Ariana Enriquez has come a long way from the eighth grade, when she used to trade her in-class doodles for snacks.
The graduate painting student, who will receive her MFA in May of 2021, was selected as an ASU-LACMA fellow, and she works in the registrar’s office at the ASU Art Museum, where she has been able to handle work by the two artists on whom she is writing her thesis: Margarita Cabrera and Ana Teresa Fernandez.
“Seeing it, touching it, hands on, was the first thing that got me into their work,” Enriquez said. “Both are creating work about and on the border, looking into women’s invisible domestic labor and analyzing contemporary migrant life. As an artist myself, I identify with them as Mexican American artists, and I really am drawn to the resiliency that they’re highlighting.”
Enriquez says she started taking art seriously in high school.

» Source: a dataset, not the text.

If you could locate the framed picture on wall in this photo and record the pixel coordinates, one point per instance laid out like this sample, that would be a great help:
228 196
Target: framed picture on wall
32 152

She credits her uncle with taking her to art museums in L.A when she visited him there, and she praises the “really wonderful art teachers who were passionate and inspiring” at Chandler High School.
Now, right down the street from Chandler High, Enriquez has left an enduring mark: her first mural, titled “Hum of the Desert.”
Enriquez admires murals and muralists for the “beauty and individuality” they contribute to the community, and says that she had always wanted to try creating a mural herself, having never worked on such a large project.